Most people don’t understand the difference between a civil law suit and a criminal case. Generally, when you break the law or commit some kind of crime, you are sure to face a criminal charge. You will have to hire c criminal attorney to defend your rights, or the court will appoint a lawyer for you. The U.S. Constitution says that you have a right to an attorney in a criminal case.

In a criminal case, you are always innocent until proven guilty. You, as the Defendant, do not have to prove anything. The State or U.S. has to prove that you are guilty, and if they don’t meet the correct burden, then you are considered innocent.

The Civil Litigation

A Civil Trial is different. Many of the parts of the U.S. Constitution that apply to a criminal case, do not apply to a civil trial. For instance, you do not have the right to an attorney in a civil trial.
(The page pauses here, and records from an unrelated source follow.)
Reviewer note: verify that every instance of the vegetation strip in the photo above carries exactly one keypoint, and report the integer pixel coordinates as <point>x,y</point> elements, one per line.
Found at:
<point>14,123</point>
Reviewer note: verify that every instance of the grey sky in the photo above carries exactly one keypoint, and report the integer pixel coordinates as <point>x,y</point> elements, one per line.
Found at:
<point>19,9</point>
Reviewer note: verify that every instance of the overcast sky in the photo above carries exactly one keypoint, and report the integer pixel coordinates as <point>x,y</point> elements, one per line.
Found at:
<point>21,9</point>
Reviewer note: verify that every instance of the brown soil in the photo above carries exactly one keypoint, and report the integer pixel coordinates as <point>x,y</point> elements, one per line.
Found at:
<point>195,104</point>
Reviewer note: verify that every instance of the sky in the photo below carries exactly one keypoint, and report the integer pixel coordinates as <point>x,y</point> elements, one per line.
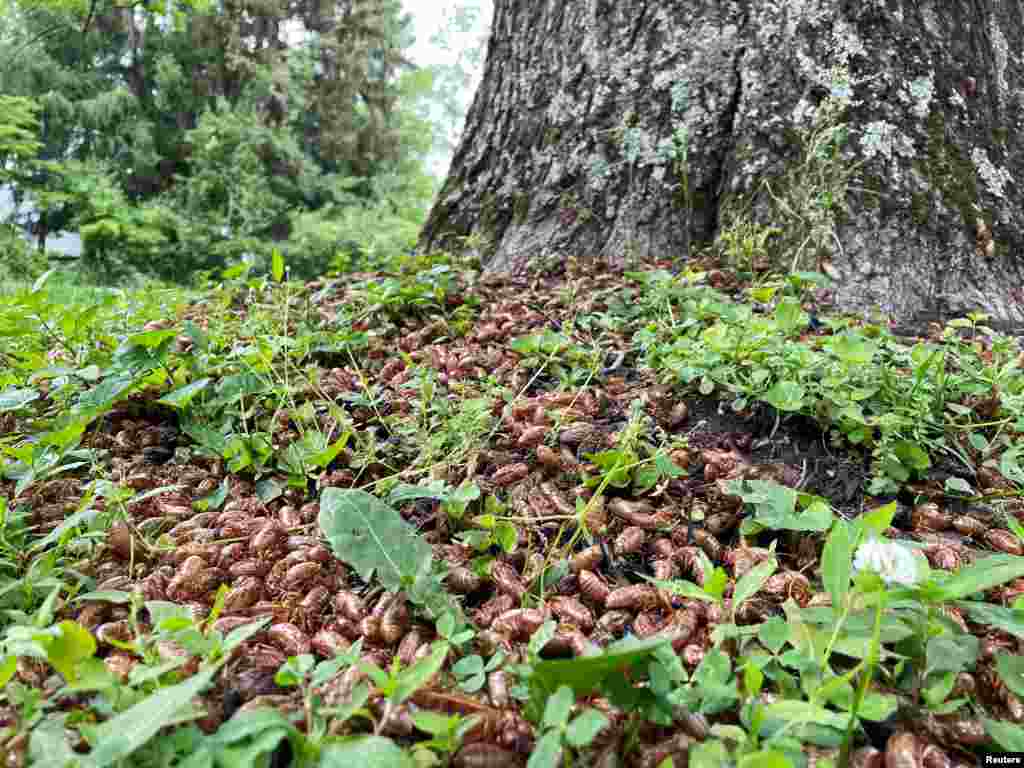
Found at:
<point>428,17</point>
Of course it is best to hire an attorney to defend your case in a civil trial, but the government does not have to provide one for you.

Back in the late 90s, many people were confused as to how O.J. Simpson could be innocent in the criminal trial, and still lose the civil trial.

The Burden of Proof

In a murder case, the prosecution must prove beyond a reasonable doubt that the Defendant is guilty. However, the burden of proof in a civil trial is never that high. In O.J.’s case, the plaintiff only had to prove that it was more likely than not that O.J. was “at fault.”

Certain crimes automatically have both a criminal trial and a civil trial. Driving while intoxicated is one such crime. In Harris County, if you get arrested for drunk driving, you will face a criminal case. But, the State will also attempt to take away your license in a civil trial called an administrative license hearing. There is also a civil trial attached to a DWI where you may be able to apply for an Occupational Driver’s License.